If i seem like some kind of cheerleader…

March 22nd, 2009 § 0

we’ve obviously never had a beer together. i hate practically everything.

with that said, i’m finding it really easy to find good things to say about books so far this year. i think that’s because the books i’m just happening to read this year are so much better than the books i just happened to read last year, which was maybe the worst year ever between me and books. the thing that turned everything around was the last book i started in 2008, which was the first book i finished in 2009. i recommend the hardcover version.

all of this by way of explaining the fact that i’ve said positive things in every post so far, and now i’m going to say positive things again.

the positive thing’s are about jedediah berry’s new novel, the manual of detection. i first read jed’s stuff back in college. we were in a workshop together my junior year. it was my first, and for all i know it was his too, but no one would have guessed it from reading his stories, which i swear were ready for publication even then.

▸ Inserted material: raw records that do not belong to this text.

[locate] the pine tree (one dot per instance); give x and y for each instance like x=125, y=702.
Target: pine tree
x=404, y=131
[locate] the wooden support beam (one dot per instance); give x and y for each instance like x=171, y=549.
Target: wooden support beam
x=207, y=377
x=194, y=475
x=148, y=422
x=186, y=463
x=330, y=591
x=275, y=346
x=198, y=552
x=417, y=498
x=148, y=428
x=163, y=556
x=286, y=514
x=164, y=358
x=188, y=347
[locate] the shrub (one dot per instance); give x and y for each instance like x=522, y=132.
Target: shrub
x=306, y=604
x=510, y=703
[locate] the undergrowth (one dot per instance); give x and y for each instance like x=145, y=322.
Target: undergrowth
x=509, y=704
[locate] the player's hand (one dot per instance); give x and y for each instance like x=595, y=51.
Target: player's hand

but the thing is, they were also really different, and in order to understand how different they were you have to think back to 1997. in 1997, jed was writing “literary” stories about sorcerors and goblins and shit. i knew that there was some precedent for that. okay, the only precedent i knew of for that at the time was angela carter, but she seemed more like an anomaly than a precedent, and their sensibilities seemed so different.

you are not alone

you are not alone

jed probably wouldn’t agree with me on that last because mod pays direct homage to carter (along with others who i never connected jed to at the time, like borges and also those guys who made city of lost children), but i now think more than ever that i was right. who are you going to believe, me or him?

here’s my take:

there’s a border between kafka’s dread and chesterton’s (who also gets his due in the book)  wackiness that nobody knew was there until jed started publishing. maybe walser, but you get the sense reading him that he’s always about to go off the rails (which is good in its own way), where jed never gives the impression that he has anything less than complete control.

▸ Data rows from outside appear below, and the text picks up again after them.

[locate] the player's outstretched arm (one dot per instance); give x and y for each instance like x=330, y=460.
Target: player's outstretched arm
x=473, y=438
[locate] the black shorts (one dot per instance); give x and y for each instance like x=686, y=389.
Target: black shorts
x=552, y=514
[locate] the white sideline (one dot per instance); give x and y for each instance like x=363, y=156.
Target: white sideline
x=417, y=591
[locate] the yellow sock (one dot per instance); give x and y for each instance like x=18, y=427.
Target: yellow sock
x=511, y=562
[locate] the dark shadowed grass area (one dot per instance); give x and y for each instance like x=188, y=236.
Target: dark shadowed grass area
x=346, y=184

so even though, after kelly link’s (much deserved) success, i could stop worrying that jed’s books would be published with, like, a virile wizard and a sexy fairy on the cover, i also knew that he would still seem different, even though genre stuff has become “respectable.”

the plot is awesome, but you can learn about that in the reviews. here is a randomly selected bit of prose (you can do that with him because it’s all consistently strong, and also hypnotic in its rhythm):

The crowds thinned. From chimneys crooked fingers of smoke pointed at the clouds. Barren clotheslines sagged dripping over the street, and a few windows glowed yellow against the day’s persistent gloom.

the atmosphere is obvious. the imagery is almost dickensian, but the cadence belongs to berry. the way the prepositional phrase precedes the subject in the second sentence helps the smoke fingers skirt cliche because they’re immediately allowed to point at the clouds, and the subsequent use of adjective forms where adverbs are called for creates a more subtle syncopation. sorry to get all didactic.

so, in summation: read jed’s book and think about retiring, and i will not type on here again until i have something mean to say.